Garrison wasn't alone in recognizing that the Constitution was, at best, an ignoble compromise. Abraham Lincoln explained it clearly just four years after Garrison's incendiary act. In a Chicago speech he compared the Declaration of Independence to the Constitution:
I should like to know if taking this old Declaration of Independence, which declares that all men are equal upon principle and making exceptions to it where will it stop. If one man says it does not mean a negro, why not another say it does not mean some other man? If that declaration is not the truth, let us get the Statute book, in which we find it and tear it out! Who is so bold as to do it! [Voices—"me" "no one," &c.] If it is not true let us tear it out! [cries of "no, no,"] let us stick to it then, [cheers] let us stand firmly by it then. [Applause.]
It may be argued that there are certain conditions that make necessities and impose them upon us, and to the extent that a necessity is imposed upon a man he must submit to it. I think that was the condition in which we found ourselves when we established this government. We had slavery among us, we could not get our constitution unless we permitted them to remain in slavery, we could not secure the good we did secure if we grasped for more, and having by necessity submitted to that much, it does not destroy the principle that is the charter of our liberties.
At the time Constitution was drafted and ratified, Americans understood that their new nation would have a short lifespan if the 13 colonies didn't bind together. Thirteen separate countries would have been easy pickings for any European power. Only by joining together in a union could they hope to maintain their independence.
That was obvious to everyone concerned, and especially to the southern slaveowners, who in effect held the future of the United States ransom to their own short-term economic self-interest.
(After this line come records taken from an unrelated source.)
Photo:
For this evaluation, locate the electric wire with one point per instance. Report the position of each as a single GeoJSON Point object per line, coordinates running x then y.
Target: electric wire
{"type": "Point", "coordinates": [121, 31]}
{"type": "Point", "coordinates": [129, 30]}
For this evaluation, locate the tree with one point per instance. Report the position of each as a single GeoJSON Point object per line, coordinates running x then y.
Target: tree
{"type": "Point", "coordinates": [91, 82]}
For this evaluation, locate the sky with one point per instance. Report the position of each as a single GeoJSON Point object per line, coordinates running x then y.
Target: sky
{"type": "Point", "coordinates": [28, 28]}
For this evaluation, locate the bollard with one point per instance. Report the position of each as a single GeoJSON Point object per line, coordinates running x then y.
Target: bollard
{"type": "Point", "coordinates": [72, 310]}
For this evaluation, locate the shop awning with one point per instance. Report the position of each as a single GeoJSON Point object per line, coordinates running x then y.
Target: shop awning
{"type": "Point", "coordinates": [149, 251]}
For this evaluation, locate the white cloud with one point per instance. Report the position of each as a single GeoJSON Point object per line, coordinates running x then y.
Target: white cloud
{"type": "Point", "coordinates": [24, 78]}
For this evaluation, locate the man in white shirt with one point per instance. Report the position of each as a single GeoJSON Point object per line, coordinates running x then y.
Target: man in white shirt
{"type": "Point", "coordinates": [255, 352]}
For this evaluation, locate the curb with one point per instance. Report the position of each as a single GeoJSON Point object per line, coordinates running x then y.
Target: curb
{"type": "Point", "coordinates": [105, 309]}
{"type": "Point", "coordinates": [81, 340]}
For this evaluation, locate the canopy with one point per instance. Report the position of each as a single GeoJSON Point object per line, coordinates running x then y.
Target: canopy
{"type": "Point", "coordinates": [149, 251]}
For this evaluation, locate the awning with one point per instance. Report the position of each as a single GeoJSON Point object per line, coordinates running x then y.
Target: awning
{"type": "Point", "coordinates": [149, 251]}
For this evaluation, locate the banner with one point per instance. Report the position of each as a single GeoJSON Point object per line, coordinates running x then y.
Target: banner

Give us slavery, they said, or you don't get your union. So the people who declared themselves independent on the basis of the self-evident truth that all men are created equal gave them slavery.
America's founding contradiction was memorably captured by Samuel Johnson in 1775 when he asked: "how is it that we hear the loudest yelps for liberty among the drivers of negroes?" That contradiction was embodied, not resolved, in our Constitution. The Constitution was history's true Faustian bargain.
Lincoln coined that phrase “charter of our liberties” to refer to the Declaration of Independence. Justices of the modern Supreme Court perverted the phrase's meaning into its opposite when they assigned that title to the Constitution instead. A document that enshrined slavery a charter of liberties!
Were the justices not thinking about the meaning of the words they used? Or did they cynically see how extraordinarily useful it would be – to them – to encourage that ignorant pseudo-patriotism?
America has never gotten over its founding contradiction. The many ways in which it continues to determine our criminal law will be the subject of future posts.